La loi retraite de 2010 a commencé à détricoter la camisole de force appelée « retraite à 60 ans » mise en place en 1982. Le nouveau gouvernement veut revenir sur sa disposition centrale. Faire et défaire et refaire, c’est toujours travailler, pourrait-on dire – mais est-ce là un travail utile au pays ?
L’abaissement de l’âge de départ à la retraite, il y a trente ans, s’est traduit par la pénalisation de ceux qui auraient bien prolongé leur activité professionnelle pour disposer un peu plus tard d’une pension un peu plus conséquente : le but était de les décourager, de façon à faire « place aux jeunes ».
Cette politique, loin de faciliter l’entrée des jeunes dans la vie active, a contribué au ralentissement de la croissance économique et à la détérioration de l’emploi, dont les jeunes, et surtout les moins diplômés, furent et sont encore les premières victimes.
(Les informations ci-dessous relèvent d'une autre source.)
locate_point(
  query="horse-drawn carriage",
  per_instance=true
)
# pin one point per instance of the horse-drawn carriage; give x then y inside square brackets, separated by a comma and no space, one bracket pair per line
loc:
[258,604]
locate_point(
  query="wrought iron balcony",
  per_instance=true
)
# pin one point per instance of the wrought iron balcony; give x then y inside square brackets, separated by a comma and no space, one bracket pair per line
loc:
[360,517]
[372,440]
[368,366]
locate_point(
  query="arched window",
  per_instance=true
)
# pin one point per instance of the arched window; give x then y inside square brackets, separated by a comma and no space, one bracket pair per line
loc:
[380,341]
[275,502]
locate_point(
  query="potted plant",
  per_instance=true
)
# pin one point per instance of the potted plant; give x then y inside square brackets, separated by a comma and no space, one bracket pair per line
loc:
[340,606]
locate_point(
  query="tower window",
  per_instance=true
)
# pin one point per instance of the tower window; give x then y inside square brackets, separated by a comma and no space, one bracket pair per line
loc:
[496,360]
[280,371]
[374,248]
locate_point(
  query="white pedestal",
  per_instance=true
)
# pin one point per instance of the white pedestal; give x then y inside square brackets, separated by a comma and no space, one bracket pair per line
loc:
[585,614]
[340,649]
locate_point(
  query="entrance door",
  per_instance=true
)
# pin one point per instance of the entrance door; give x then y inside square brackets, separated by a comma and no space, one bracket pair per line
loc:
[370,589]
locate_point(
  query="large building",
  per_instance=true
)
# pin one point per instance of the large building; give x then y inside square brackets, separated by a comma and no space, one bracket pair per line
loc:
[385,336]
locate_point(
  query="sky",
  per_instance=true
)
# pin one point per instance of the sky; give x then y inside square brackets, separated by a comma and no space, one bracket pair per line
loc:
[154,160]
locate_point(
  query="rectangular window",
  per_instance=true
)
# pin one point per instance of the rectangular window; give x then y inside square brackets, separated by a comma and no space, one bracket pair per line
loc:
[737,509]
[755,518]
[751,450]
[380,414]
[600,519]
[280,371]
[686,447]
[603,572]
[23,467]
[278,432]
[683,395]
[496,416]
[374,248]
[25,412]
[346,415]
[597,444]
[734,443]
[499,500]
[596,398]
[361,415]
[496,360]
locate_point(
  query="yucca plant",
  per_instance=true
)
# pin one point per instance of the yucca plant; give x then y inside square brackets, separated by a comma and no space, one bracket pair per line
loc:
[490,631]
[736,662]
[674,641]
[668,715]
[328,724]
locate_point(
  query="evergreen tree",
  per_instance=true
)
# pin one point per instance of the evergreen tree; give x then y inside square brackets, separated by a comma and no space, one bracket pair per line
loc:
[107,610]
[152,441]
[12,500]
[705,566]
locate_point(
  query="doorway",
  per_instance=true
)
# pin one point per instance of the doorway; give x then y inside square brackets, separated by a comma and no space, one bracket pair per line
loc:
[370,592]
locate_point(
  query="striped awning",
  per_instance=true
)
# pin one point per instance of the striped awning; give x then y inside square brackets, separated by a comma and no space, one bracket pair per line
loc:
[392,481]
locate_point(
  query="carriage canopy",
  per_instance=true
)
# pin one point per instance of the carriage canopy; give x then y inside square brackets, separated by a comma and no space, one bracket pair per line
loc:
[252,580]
Sous couleur de progrès social, la manipulation des règles relatives aux retraites fut utilisée pour instiller dans les esprits le goût de l’oisiveté subsidiée, c’est-à-dire subventionnée par la collectivité.
Le résultat fut plus réjouissant pour les capitalistes que pour les travailleurs : durant le premier septennat Mitterrand la part des revenus du travail dans la valeur ajoutée s’effondra au profit des revenus du capital. Ce résultat du programme commun de la gauche est généralement passé sous silence, mais les chiffres de l’INSEE sont éloquents.
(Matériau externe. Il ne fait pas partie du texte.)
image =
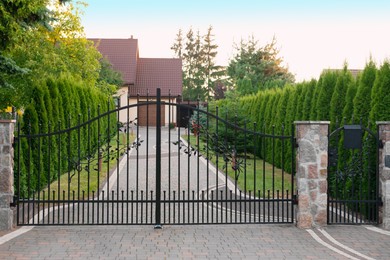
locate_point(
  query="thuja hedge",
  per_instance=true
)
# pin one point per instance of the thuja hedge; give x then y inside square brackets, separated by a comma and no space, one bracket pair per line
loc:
[337,97]
[56,105]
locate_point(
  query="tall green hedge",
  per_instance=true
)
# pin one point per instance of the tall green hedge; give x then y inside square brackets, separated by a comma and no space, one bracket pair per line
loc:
[56,105]
[336,95]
Les lois retraite de 1993 puis 2003 n’attaquèrent pas de front le mythe de la retraite à 60 ans comme acquis social majeur. Cependant elles le grignotèrent en montrant qu’il obligeait à réduire la générosité des pensions (1993) puis en proposant de travailler plus longtemps pour obtenir une « surcote » (2003). La loi 2010, en remplaçant 60 par 62 et 65 par 67, entérina le fait qu’il n’existe pas d’exception française à la pression que met sur l’âge de la retraite la formidable croissance de la longévité.
Le décret en préparation – à supposer qu’il suffise d’un décret – vise à élargir les conditions de départ à 60 ans sans décote. Il en résultera un surcout de quelques milliards, qui devrait être couvert par une hausse de cotisation vieillesse : c’est mauvais, sans être une catastrophe nationale. Ce qui l’est, en revanche, c’est la remise en selle du mythe de la retraite à 60 ans. Les Français commençaient à prendre leur parti de l’inéluctable augmentation de l’âge « normal » de départ à la retraite : voici que le nouveau gouvernement va interrompre ce travail de deuil, raviver de vains espoirs, faire miroiter des perspectives de retraites précoces pour un maximum de Français.
Le réalisme était en train de faire des progrès dans l’esprit des Français. Que la première mesure du quinquennat encourage à nouveau le déni des réalités n’est pas de très bon augure.